WowWee claimed in response the lawsuit that Roblox “failed to clearly articulate [its] alleged trade dress or identify how the ‘generic’ elements … create a particular visual impression.” WowWee also argued that Roblox did not adequately plead that its trade dress has acquired secondary meaning. Nonetheless, the judge held that Roblox has adequately pled its trade dress claim, having “described a distinct trade dress” and “pled facts – namely, consumer confusion about whether defendants’ products were associated with Roblox – that show [its] trade dress was distinctive to consumers and acquired secondary meaning.” 

Roblox v. WowWee avatars

Trademark Infringement, False Designation of Origin & False Advertising – Still yet, Roblox adequately pled these claims, which center on WowWee’s use of the ROBLOX mark to market and sell the Avastars dolls. While WowWee claimed that its use of the Roblox name qualifies as nominative fair use, and that the use of hashtags cannot constitute infringement, the court held that Roblox’s amended complaint “does not compel a finding that nominative fair use applies as a matter of law,” as Roblox alleges that WowWee’s “use of the Roblox name has implied an association with Roblox and has confused consumers.” 

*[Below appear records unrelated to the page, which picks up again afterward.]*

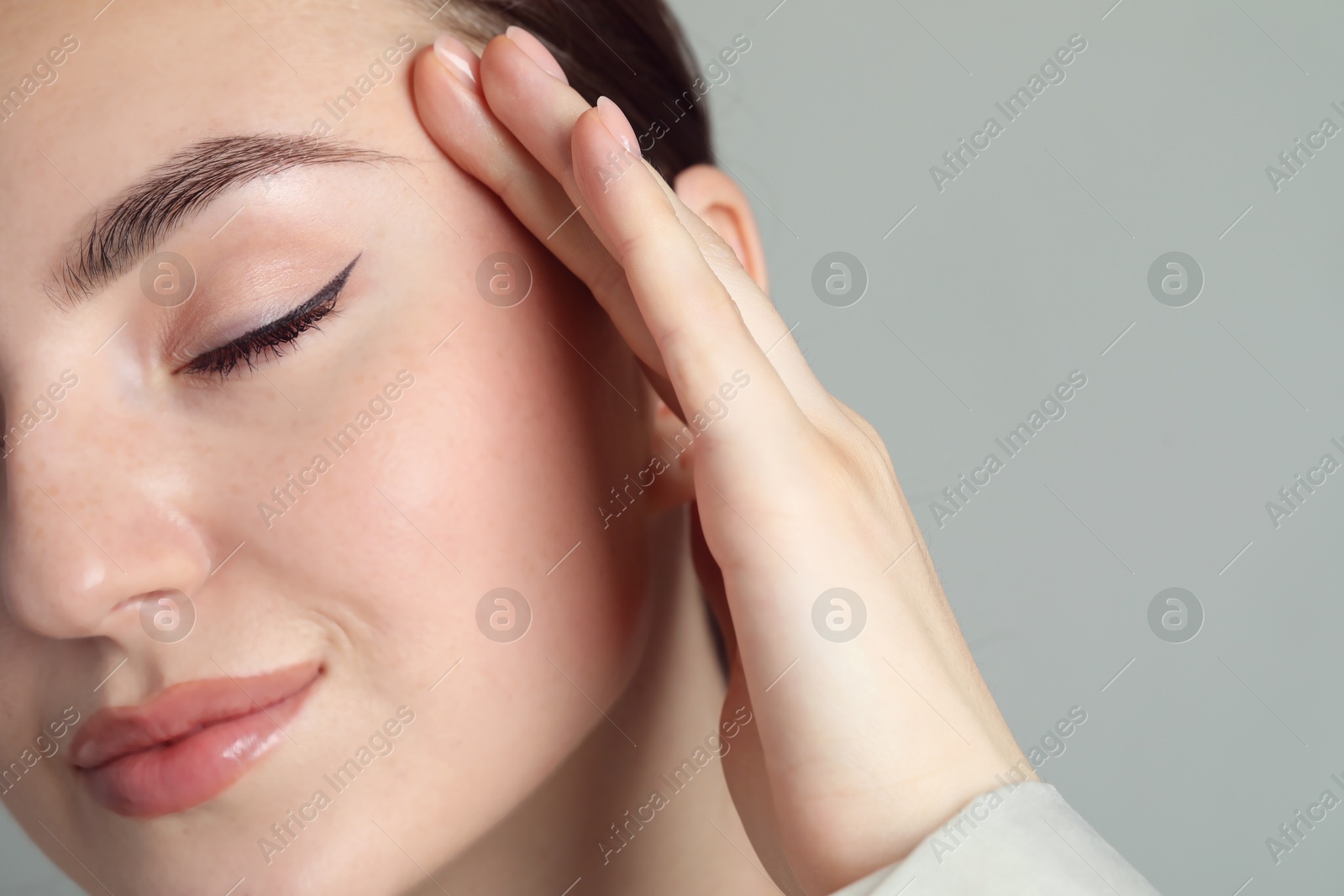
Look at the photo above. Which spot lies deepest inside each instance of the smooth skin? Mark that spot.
(860, 748)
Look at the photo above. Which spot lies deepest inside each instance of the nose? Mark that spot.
(94, 510)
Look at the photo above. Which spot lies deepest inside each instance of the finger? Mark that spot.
(542, 110)
(692, 317)
(454, 114)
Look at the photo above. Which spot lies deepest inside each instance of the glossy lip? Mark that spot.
(190, 743)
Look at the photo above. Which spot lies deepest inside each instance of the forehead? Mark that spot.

Specifically, the court pointed to Roblox’s allegations that WowWee advertised that the dolls at issue “would be sold with a code redeemable in a game on Roblox, used the hashtags #roblox and #newroblox to advertise the My Avastars dolls, and included the Roblox mark and interface in social media advertisements to promote confusion.” In terms of its hashtag-specific argument, the court clarified that use of a hashtag “can constitute trademark infringement when the use otherwise meets the test for trademark infringement.” 

The court has granted WowWee leave to amend the dismissed claims by March 24. 

Contract and Interference Claims – Finally, WowWee urged the court to compel arbitration of Roblox’s contract and interference claims based on an arbitration clause in Roblox’s terms. Shutting down Roblox’s argument that because it is only seeking injunctive relief for its contract and interference claims, the claims are excluded from arbitration, the court maintained that “because no exception to the arbitration provision applies,” the claims at issue are subject to mandatory arbitration for U.S. residents.  (The court found that the claims are not arbitrable against the international defendants, including a couple of WowWee entities, and thus, stayed the proceedings against them on these claims pending the outcome of arbitration.)

THE BOTTOM LINE: Roblox says that by way of the lawsuit, it is looking “to halt WowWee’s blatant and admitted copying of [its] copyrighted works, and to put a stop to WowWee’s ongoing efforts to profit off of [its] trademarks, trade dress, and hard-won reputation and success.” The case is one of the latest examples of web3-centric squabbles playing out in court in the “real world.”

The case is Roblox Corp. et al, v. WowWee Group Limited, et al, 3:22-cv-04476 (N.D. Cal.)